According to Gebroe-Hammer managing director Ken Uranowitz, area occupancy rates are approximately 95%, with rental rates averaging approximately $825 for one-bedroom and $975 for two-bedroom units. “Our firm is extremely active in Jersey City, where investments in apartment rental buildings, especially older, small-to-mid-sized properties, continue to outpace the office and industrial submarkets, due in large part to its controllability through rent appreciation,” he tells GlobeSt.com.

For older properties in the area, new ownership typically implements value-add strategies such as renovation and refurbishment projects to reposition the property and leverage higher market rents. “Jersey City also continues to experience high levels of multifamily trading activity because you have more livable space for less money, which really does contribute to a solid occupancy rate in the city,” he adds.

Despite the downturn, we’re witnessing the highest level of market activity and interest in stabilized apartment buildings, agrees Massey Knakal managing director Landon McGaw. “Forecasting out, you’ll see more people coming into the Jersey City market looking for alternative living options.”

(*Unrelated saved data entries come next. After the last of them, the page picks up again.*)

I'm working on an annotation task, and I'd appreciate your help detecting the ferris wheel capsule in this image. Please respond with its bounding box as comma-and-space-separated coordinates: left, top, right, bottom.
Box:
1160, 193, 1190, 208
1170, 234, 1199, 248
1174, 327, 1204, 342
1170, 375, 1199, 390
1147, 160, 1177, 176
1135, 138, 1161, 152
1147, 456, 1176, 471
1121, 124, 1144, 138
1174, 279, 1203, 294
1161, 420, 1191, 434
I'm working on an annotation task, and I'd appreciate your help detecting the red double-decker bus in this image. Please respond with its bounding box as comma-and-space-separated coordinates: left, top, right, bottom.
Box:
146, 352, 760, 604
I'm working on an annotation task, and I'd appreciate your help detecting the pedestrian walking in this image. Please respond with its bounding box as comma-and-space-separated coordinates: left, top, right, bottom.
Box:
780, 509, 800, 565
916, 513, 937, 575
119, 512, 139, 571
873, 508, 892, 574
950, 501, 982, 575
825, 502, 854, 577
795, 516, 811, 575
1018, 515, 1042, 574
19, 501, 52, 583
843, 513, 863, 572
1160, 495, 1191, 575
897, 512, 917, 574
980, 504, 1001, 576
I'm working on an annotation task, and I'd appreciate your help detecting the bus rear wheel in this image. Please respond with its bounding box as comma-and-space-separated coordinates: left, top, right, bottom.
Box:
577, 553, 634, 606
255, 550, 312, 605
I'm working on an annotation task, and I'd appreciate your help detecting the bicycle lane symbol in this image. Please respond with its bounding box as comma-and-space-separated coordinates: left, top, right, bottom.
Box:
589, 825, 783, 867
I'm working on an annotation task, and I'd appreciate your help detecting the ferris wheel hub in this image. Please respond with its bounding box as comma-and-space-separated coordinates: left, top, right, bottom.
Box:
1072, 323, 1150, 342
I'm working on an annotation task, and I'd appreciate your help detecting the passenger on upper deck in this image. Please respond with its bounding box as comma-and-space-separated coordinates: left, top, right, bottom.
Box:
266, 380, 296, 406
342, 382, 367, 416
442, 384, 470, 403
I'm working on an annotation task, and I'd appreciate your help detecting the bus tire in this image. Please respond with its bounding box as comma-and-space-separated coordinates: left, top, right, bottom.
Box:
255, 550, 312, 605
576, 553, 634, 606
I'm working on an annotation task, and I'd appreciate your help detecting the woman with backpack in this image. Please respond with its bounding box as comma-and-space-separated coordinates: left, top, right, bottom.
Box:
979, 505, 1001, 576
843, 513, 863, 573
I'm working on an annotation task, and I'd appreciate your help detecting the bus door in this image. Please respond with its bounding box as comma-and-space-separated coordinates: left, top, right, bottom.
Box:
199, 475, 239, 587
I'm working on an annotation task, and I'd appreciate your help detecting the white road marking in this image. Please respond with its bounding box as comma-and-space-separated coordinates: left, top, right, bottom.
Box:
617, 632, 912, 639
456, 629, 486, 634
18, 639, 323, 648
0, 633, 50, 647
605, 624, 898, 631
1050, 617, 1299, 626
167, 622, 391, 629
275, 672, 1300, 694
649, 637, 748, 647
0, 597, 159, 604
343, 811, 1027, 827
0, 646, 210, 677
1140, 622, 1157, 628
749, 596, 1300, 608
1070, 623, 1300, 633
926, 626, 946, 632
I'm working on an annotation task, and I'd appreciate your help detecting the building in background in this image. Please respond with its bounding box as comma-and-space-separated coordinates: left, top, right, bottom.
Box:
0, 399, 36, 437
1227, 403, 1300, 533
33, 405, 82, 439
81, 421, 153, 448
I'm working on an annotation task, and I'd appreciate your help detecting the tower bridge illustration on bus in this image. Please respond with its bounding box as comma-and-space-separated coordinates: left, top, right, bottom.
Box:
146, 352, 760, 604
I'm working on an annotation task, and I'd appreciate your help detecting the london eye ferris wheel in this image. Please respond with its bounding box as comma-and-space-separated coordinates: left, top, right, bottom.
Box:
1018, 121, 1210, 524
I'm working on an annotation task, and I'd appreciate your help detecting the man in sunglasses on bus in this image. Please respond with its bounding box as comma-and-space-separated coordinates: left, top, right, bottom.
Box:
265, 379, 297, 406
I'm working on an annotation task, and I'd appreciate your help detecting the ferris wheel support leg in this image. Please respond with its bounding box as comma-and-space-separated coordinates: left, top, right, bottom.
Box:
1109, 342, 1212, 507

There’s plenty of available capital for financing purposes, so in this way multifamily sets itself apart from the other product types, adds Michael Fasano, head of Marcus & Millichap’s Elmwood Park office. He tells GlobeSt.com that “multifamily closed 2008 at 3.5% to 4% vacancy, and while you might see more of an impact on the high-end of the market, the class B and C multifamily market hasn’t been impacted much in terms of occupancy rates.”